Canine responses to hypoglycemia in patients with type 1 diabetes

J Altern Complement Med. 2008 Dec;14(10):1235-41. doi: 10.1089/acm.2008.0288.


Objective: Anecdotal evidence suggests that domestic dogs may be able to detect hypoglycemia in their human caregivers; scientific investigation of this phenomenon, however, is sorely lacking. This study thus aimed to investigate how pet dogs respond to the hypoglycemic episodes of their owners with type 1 diabetes.

Methods: Two hundred and twelve dog owners (64.2% female) with medically diagnosed type 1 diabetes participated in the study. All participants owned at least 1 dog. Each person completed a purpose-designed questionnaire developed to collect information on their dogs' responses (if any) to their hypoglycemic episodes.

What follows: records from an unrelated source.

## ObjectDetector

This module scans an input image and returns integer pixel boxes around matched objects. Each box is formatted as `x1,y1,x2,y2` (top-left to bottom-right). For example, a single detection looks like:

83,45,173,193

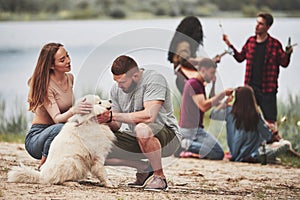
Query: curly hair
168,16,203,63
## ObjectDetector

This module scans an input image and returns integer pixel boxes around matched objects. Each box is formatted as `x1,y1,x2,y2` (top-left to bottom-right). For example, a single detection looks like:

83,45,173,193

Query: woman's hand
71,99,93,115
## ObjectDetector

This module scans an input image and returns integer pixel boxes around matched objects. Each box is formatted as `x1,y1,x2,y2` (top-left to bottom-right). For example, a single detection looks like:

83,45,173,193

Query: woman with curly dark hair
168,16,220,94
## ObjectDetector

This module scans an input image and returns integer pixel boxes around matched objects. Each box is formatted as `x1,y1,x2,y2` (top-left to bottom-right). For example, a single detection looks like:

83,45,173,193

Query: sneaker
144,176,169,192
127,167,153,188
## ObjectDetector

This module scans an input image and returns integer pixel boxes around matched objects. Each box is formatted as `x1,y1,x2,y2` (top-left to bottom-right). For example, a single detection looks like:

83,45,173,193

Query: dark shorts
254,89,277,122
108,123,180,160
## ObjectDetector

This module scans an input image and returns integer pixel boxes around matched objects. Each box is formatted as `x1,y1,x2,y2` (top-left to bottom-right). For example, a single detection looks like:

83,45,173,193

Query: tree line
0,0,300,20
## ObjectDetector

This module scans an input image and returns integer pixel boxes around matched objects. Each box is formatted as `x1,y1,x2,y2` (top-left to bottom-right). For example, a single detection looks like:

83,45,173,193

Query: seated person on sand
98,55,181,191
211,86,289,163
175,58,232,160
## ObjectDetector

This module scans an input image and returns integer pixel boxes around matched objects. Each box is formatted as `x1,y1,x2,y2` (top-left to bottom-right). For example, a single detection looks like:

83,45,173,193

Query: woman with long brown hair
25,43,92,168
211,86,272,162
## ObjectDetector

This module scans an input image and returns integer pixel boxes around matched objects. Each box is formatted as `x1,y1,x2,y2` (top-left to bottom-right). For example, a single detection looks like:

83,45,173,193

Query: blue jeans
25,124,64,159
180,128,224,160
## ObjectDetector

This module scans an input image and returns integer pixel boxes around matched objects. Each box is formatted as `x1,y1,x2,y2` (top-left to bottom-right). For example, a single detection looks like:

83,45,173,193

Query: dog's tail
7,163,40,183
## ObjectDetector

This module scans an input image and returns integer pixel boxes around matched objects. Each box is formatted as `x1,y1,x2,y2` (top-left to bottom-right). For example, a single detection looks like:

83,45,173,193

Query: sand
0,143,300,200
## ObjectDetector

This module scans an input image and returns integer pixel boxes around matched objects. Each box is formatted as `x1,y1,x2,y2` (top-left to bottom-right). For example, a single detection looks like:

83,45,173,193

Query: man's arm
112,100,163,124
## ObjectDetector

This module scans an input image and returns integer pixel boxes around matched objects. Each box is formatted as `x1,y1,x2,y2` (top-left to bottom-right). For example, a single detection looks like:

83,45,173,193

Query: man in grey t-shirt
98,55,181,191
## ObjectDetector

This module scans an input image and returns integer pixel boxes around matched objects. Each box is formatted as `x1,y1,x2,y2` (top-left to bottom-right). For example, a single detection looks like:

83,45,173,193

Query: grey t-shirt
110,70,181,139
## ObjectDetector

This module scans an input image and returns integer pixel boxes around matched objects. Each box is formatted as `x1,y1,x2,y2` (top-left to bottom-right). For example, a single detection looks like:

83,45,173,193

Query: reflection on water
0,18,300,103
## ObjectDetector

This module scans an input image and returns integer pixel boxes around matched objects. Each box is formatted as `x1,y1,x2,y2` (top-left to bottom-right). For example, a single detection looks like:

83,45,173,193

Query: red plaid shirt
231,35,290,93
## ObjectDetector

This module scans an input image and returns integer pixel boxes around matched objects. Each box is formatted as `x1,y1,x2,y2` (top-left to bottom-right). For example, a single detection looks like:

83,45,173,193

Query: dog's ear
68,113,94,125
93,104,106,116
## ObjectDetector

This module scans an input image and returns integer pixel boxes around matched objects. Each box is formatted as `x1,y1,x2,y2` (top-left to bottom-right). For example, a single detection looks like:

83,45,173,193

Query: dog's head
68,94,111,125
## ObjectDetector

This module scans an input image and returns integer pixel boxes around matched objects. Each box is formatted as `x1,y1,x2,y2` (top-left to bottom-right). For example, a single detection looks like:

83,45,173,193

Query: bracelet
106,111,112,123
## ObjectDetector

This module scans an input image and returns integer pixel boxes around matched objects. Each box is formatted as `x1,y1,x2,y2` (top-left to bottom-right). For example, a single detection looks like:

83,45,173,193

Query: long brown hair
28,43,63,112
231,86,259,131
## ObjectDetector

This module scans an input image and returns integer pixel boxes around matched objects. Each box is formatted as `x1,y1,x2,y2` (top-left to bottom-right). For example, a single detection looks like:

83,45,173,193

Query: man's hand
285,46,293,54
96,110,112,124
223,34,231,46
71,99,93,115
224,88,234,96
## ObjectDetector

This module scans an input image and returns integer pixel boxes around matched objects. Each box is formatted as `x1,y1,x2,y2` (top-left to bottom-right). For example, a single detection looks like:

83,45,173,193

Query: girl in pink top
25,43,92,169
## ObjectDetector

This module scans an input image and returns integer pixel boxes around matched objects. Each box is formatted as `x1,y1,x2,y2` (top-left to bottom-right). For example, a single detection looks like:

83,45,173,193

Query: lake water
0,18,300,111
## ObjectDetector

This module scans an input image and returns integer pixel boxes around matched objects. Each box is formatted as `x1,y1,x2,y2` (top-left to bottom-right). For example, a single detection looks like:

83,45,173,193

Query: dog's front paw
104,181,118,188
62,181,81,187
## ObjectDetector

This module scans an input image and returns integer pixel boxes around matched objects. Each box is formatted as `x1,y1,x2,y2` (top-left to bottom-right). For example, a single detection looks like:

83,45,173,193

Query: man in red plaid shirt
223,13,293,131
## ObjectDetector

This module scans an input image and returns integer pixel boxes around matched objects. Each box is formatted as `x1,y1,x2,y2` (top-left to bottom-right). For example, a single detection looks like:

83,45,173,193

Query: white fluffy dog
8,95,115,187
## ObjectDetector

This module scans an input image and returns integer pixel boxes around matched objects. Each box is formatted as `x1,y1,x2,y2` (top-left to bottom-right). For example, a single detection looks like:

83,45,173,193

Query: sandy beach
0,143,300,200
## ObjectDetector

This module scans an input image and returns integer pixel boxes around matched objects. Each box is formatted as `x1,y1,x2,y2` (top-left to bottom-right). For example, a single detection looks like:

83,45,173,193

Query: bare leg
105,158,148,171
91,161,113,187
38,156,47,171
135,123,165,178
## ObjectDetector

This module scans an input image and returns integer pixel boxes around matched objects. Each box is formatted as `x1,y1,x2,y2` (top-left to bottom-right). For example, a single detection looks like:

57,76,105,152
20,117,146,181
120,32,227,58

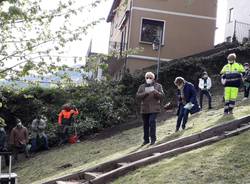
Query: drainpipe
123,0,133,74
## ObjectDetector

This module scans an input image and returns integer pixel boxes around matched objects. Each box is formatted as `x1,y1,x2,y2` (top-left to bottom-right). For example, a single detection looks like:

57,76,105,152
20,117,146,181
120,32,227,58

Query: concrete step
45,116,250,184
84,172,103,180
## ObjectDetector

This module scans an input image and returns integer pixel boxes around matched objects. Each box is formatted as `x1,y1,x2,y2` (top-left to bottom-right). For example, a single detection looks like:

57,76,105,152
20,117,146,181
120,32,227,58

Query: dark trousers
59,125,70,145
200,90,212,109
142,113,157,143
12,144,29,160
0,149,10,166
30,134,49,152
244,85,250,98
176,105,190,131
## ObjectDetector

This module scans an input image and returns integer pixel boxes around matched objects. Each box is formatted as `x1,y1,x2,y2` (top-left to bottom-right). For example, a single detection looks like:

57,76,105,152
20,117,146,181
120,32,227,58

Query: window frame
139,17,166,46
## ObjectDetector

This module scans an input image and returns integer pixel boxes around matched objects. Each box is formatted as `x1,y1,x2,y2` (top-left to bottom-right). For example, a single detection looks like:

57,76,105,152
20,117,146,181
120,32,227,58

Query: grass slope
14,97,250,184
113,131,250,184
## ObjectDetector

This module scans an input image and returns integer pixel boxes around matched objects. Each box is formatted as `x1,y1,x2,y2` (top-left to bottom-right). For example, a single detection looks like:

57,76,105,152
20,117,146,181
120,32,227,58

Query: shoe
142,141,149,146
150,141,155,145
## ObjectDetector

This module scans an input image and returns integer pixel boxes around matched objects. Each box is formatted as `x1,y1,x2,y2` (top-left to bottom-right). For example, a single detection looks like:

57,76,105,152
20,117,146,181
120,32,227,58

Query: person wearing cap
0,117,9,165
174,77,200,132
31,115,49,152
243,63,250,100
58,104,79,145
220,53,245,115
136,72,164,145
199,72,212,109
10,119,29,160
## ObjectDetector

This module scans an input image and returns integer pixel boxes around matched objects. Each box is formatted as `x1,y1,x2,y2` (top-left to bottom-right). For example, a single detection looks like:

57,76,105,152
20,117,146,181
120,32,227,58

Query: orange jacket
58,109,79,126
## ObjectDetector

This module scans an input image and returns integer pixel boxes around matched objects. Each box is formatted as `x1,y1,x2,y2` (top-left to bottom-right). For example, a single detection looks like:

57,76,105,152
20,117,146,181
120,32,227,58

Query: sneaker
242,97,247,101
142,141,149,146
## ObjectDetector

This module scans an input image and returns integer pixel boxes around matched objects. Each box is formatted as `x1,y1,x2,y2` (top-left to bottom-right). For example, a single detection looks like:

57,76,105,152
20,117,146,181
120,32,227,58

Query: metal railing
232,20,250,43
109,42,127,56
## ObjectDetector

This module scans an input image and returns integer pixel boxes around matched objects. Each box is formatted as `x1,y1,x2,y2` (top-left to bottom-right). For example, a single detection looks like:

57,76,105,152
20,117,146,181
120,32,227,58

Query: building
225,0,250,42
107,0,217,78
86,40,106,81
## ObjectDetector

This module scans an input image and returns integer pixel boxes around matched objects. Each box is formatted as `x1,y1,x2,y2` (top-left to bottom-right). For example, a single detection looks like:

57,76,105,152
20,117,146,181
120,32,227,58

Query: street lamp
152,34,162,80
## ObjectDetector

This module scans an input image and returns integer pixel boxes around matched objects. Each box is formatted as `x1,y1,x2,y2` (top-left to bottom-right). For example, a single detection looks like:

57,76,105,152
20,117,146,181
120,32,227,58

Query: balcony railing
109,42,127,56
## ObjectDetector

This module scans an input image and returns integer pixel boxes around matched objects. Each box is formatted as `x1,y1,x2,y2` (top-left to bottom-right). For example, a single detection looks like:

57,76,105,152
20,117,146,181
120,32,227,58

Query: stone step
84,172,103,180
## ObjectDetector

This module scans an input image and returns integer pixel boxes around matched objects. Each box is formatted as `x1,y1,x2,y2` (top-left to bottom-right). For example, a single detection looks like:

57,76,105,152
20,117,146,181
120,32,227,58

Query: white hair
227,53,236,60
145,72,155,79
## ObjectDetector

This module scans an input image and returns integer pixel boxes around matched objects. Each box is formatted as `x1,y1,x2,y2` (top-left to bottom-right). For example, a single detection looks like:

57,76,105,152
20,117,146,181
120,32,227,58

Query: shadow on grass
212,114,236,125
156,131,184,145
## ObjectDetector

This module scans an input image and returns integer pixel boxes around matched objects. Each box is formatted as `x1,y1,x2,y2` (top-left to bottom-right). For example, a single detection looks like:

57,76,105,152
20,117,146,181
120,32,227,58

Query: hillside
113,126,250,184
14,94,250,184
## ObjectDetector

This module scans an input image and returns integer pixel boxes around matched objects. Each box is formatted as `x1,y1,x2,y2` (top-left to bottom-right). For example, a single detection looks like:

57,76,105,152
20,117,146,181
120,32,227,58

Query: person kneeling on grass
10,119,29,160
30,115,49,152
136,72,164,145
58,104,79,145
174,77,200,132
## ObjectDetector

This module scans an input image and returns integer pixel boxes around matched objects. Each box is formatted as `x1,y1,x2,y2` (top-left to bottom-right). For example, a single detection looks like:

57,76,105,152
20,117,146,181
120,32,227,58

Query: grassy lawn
113,131,250,184
14,97,250,184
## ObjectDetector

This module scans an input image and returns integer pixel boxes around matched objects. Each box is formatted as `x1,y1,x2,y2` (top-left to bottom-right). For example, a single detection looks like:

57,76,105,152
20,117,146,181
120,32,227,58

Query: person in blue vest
220,53,245,115
199,72,212,109
174,77,200,132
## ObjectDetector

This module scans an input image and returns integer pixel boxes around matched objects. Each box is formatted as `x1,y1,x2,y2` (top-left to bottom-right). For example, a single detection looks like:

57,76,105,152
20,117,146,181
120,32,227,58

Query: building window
228,8,234,22
140,18,165,44
226,36,232,42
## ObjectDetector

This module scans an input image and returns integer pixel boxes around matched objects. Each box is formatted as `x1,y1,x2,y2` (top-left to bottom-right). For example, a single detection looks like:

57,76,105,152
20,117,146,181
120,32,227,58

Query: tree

Results: One hundred and thirty-eight (65.1%) respondents indicated that their dog had shown a behavioral reaction to at least one of their hypoglycemic episodes, with 31.9% of animals reacting to 11 or more events. Canine sex, age, breed status, and length of pet ownership were unrelated to hypoglycemia-response likelihood. Thirty-six percent of the sample believed that their dogs reacted most of the times they went "low"; 33.6% indicated that their pets reacted before they themselves were aware they were hypoglycemic. Dogs' behavioral responses to their owners' hypoglycemic episodes varied. Most animals behaved in a manner suggestive of attracting their owners' attention, for example, vocalizing (61.5%), licking them (49.2%), nuzzling them (40.6%), jumping on top of them (30.4%), and/or staring intently at their faces (41.3%). A smaller proportion showed behavioral responses suggestive of fear, including trembling (7.2%), running away from the owner (5.1%), and/or hyperventilating (2.2%).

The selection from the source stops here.